Dear Readers: This is the first of what will be a series of articles paying tribute to Tacoma’s public art works that often go missed by busy commuters passing through and even locals who walk past these monuments every day but never stop to appreciate them. Enjoy! - Ed.
Douglas Charles Granum’s 1988 sculpture “Locomotive Monument” predates the grand revival of Tacoma’s downtown. The sculpture is a jumble of geometry and bright color that has seen it all: the coming of UW Tacoma, the building of the new Tacoma Art Museum and the rising of the crooked cone of the Museum of Glass.
Set in place in an odd little plot of municipal no-man’s land during the administration of mayor Doug Sutherland, “Locomotive Monument” pays homage to Tacoma’s railroading heritage. The site even overlooks the sets of parallel train tracks that run alongside Dock Street down below.
Originally from the coalmining town of Beaula, ND, Granum received his Bachelor of Fine Arts degree from the University of Washington in 1970. Since the creation of “Locomotive Monument” Granum has gone on to leave his mark on Tacoma with a number of other public art work including the bronze masks, carved stone work, wall plates and stainless steel street banners found in the Theater District. He is also the man behind “The Eagles Nest,” the garish rock pile, waterfall and eagle sculpture that functions as the 40th street entrance to University Place.
“Locomotive Monument” is a creature of its era. Standing 19 feet tall and 32 feet long, it is made of steel and baked polychromatic porcelain. Its 17 colors and explosion of geometric shapes are a blast from the 1980s - like a visual manifestation of a song by Adam Ant.
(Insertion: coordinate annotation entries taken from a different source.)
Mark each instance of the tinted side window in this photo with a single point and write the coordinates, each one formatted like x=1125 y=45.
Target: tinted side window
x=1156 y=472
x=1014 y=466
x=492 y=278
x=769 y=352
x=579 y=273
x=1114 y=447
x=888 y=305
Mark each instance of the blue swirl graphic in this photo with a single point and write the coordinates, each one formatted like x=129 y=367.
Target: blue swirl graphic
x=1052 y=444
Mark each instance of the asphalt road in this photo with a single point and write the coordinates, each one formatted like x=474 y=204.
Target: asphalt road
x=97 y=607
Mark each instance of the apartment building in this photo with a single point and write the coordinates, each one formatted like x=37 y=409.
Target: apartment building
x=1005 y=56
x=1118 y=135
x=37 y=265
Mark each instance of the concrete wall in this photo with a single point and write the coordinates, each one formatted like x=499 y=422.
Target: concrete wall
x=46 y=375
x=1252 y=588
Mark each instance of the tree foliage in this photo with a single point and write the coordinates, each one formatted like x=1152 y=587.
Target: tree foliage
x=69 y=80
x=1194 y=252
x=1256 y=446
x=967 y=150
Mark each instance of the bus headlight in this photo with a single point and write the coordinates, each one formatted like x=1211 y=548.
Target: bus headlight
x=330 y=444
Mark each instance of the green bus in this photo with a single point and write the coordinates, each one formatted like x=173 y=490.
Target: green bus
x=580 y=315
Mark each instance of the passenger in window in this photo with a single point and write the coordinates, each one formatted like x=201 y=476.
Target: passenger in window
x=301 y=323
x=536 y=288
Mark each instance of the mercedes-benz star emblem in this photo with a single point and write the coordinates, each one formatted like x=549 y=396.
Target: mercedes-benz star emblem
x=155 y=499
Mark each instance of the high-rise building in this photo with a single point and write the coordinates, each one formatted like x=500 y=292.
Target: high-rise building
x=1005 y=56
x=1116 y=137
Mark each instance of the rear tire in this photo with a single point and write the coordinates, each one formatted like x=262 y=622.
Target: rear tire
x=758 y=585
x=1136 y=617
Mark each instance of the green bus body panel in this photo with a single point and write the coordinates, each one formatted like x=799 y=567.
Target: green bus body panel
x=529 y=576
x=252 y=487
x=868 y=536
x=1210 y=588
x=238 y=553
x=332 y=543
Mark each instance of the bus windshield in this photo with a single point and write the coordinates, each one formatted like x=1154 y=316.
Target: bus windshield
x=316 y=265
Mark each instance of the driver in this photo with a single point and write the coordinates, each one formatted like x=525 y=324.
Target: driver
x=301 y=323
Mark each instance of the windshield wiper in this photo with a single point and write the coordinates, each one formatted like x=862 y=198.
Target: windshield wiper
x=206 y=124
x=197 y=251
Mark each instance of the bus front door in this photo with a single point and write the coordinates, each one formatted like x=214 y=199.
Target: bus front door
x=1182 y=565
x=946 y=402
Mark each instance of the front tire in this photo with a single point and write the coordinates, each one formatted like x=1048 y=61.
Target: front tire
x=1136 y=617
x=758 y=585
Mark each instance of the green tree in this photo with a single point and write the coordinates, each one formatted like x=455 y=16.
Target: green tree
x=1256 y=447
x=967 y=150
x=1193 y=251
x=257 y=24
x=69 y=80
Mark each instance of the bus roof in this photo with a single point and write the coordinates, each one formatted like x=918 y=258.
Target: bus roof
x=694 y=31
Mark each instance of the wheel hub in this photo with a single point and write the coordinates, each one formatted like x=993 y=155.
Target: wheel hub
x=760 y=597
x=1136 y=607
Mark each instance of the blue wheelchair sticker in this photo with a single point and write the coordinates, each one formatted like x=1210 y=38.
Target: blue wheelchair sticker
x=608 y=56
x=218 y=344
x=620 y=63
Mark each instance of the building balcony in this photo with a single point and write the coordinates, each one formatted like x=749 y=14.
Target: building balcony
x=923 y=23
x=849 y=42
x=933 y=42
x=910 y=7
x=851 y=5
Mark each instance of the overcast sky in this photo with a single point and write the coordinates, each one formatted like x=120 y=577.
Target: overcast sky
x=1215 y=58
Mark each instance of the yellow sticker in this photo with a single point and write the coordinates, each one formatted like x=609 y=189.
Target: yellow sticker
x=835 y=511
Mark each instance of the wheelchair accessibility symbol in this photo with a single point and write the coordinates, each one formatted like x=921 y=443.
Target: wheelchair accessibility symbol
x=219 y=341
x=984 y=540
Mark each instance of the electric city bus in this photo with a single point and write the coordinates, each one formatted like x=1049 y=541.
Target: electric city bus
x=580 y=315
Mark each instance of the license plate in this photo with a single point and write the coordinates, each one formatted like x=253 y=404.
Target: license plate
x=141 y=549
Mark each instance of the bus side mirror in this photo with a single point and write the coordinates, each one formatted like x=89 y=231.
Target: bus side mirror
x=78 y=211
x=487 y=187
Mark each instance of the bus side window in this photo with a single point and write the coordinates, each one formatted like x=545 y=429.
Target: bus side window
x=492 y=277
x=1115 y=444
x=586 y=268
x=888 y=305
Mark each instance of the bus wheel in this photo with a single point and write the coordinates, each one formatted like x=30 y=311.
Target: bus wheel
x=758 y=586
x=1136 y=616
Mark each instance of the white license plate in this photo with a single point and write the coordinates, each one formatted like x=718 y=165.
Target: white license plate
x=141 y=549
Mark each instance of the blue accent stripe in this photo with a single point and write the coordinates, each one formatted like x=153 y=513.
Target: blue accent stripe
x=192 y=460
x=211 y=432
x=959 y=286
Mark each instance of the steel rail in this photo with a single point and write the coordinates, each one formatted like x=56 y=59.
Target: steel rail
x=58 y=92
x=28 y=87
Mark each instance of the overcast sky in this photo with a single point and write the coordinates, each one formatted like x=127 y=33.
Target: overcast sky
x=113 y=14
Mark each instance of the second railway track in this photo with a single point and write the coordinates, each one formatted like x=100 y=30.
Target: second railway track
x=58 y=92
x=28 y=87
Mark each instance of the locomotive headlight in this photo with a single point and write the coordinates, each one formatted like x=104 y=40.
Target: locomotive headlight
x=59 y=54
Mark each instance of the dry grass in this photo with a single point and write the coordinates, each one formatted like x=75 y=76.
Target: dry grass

A great red slab rests on top and a big blue square frames the back of a busy center of zig-zagging colors that sit upon a set of wheels that are a series of concentric circles in vibrant colors. As its name suggests, the sculpture is a semi-abstract version of an old steam locomotive mounted upon a concrete base. The whole affair is set in the middle of a pedestrian roundabout edged by a semicircle of pleasant benches (that are almost always vacant). The site might be inviting were it not that it is an island in the middle of a network of busy streets, including the entry ramp to I-705.
Many there are who have breezed by in their cars and thought, perhaps, that this jumble of gaudy color is a dinosaur of the 1980s. It is safe to speculate that relatively few have ventured over from the main drag (Pacific Avenue) to spend a little time in this pocket park. On foot, however, the monument has more the feel of an old friend - familiar but taken for granted. This was, when all is said and done, the first bold splash of color - the first bold brush stroke - of the downtown revival.
Up close, “Locomotive Monument” does play well with its environment. From one side there is a screen of evergreens to paint a meditative backdrop to the busy color. From another vantage, the monument holds its own against the geometric forms of the buildings climbing up the slopes of our City of Destiny.
“Locomotive Monument” is perhaps most easily approached by walking a block north from the Tacoma Art Museum. TAM visitors would be well advised to make the excursion and pay homage to Granum’s brash, early splash into the public culture of our city.